Our findings are consistent with previous research, which found that an education intervention (lecture and video) for farmer families to protect their children can significantly increase knowledge scores.24,25 A community-based education program for farmworkers and farmworker family members on reducing pesticide exposures at home and at work, with a focus on protecting children, resulted in a significant increase in knowledge about the routes of exposure, the vulnerability of children, and ways to minimize pesticide exposures, as well as improved behaviors.27 Significant improvements in pesticide-related knowledge and practices related to para-occupational exposure and residential pest control were observed among farmworker families after intervention.26 Another study found a significant increase in overall pesticide knowledge and increased protective behaviors at home after watching a pesticide exposure video intended for protecting children for migrant and seasonal farmworkers.28 According to a study in children, knowledge, attitude, and practice about pesticides improved significantly after receiving educational intervention among children aged 13 to 15 years working in agriculture.23 A home-based intervention to reduce pesticide exposures to farmworkers’ children reduced insecticide levels in their home from floor wipe samples.3

To our knowledge, this is the first study to look at the effects of delivering an educational intervention to reduce children’s residential pesticide exposure in Thailand. Despite the small sample size, statistical significance can be found in this study. These findings may not be generalizable to other child caregivers as participants were chosen using non-probability sampling. Using a questionnaire to assess changes in caregiver behaviors, social desirability bias may occur. Measurements of biomarkers for evaluating internal exposure in children, such as insecticide metabolites, are required to confirm the effectiveness of this intervention, as well as the adequacy of recommended prevention behaviors for reducing the children’s health risk.

Conclusion

This study demonstrates that a two-pronged educational intervention, consisting of a booklet and an onsite lecture, can be effective in providing caregiver knowledge about residential pesticide exposure and improving behaviors in exposure prevention of children living in agricultural areas. Implementing only the booklet showed that it is a simple design and efficient method. As a result, delivering a booklet to caregivers to reduce children’s risk of pesticide exposure is recommended for practical reasons. It is also anticipated that the booklet will be useful to caregivers in both agricultural and non-agricultural communities where child caregivers used household insecticides because the details particularly emphasized household insecticide exposure and prevention. More intervention studies are needed to evaluate approaches to minimizing child pesticide exposure.

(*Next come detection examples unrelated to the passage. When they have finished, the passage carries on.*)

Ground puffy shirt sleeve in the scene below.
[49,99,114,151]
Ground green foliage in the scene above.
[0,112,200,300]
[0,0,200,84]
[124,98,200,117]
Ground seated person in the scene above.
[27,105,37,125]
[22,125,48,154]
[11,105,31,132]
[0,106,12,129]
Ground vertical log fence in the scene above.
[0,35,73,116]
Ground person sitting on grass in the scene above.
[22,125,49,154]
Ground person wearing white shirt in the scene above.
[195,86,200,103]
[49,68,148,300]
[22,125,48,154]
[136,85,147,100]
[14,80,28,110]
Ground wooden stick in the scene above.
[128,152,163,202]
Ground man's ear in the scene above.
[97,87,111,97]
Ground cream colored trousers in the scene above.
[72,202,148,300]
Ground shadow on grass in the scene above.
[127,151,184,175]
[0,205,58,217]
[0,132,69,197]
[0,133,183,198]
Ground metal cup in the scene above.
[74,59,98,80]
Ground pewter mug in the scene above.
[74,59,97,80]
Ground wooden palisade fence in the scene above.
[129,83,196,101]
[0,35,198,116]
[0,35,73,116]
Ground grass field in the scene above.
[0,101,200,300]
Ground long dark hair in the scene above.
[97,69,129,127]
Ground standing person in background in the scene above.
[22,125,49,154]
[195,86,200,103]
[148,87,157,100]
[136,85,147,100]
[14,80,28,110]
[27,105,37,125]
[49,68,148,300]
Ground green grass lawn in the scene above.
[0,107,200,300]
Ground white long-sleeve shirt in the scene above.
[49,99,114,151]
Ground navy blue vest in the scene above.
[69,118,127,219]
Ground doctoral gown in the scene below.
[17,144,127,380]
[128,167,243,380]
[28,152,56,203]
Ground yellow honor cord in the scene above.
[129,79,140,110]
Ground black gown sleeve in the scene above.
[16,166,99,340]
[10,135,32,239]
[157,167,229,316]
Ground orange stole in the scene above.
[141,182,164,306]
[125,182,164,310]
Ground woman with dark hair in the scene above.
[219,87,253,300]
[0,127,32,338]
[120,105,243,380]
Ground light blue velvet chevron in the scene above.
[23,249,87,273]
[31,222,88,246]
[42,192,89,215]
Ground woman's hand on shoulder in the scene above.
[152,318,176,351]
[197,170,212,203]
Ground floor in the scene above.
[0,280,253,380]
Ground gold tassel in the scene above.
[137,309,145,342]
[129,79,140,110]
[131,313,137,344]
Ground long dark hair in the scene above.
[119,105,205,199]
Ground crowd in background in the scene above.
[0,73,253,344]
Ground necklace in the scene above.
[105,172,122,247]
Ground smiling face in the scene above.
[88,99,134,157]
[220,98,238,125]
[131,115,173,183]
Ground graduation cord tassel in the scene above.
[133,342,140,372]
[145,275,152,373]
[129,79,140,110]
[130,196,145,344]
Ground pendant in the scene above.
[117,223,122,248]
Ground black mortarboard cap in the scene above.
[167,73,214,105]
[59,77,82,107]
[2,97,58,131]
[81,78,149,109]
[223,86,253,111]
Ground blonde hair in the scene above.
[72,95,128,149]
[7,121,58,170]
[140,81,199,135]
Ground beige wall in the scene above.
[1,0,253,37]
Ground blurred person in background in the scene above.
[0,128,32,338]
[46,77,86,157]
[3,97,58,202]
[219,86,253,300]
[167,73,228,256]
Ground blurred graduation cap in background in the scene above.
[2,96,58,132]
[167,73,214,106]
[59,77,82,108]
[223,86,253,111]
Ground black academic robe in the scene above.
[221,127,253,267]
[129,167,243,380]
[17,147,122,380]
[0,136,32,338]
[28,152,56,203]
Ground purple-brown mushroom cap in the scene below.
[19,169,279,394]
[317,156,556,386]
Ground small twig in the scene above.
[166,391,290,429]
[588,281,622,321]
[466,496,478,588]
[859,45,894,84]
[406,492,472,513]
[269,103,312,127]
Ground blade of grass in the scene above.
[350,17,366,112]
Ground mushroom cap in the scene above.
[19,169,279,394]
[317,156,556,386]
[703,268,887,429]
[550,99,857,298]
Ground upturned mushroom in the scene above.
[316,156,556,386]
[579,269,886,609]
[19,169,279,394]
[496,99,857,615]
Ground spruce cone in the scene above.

Ethical Approval and Consent

The study was approved by the Committee of Research Ethics, Faculty of Public Health, Chiang Mai University (No. ET026/2564). All participants who participated in the study provided written informed consent. This study was conducted in accordance with the Declaration of Helsinki.

Acknowledgments

The authors would like to thank all of the caregivers for their participation, as well as the village health volunteers for their assistance.

Disclosure

The authors report no conflicts of interest in this work.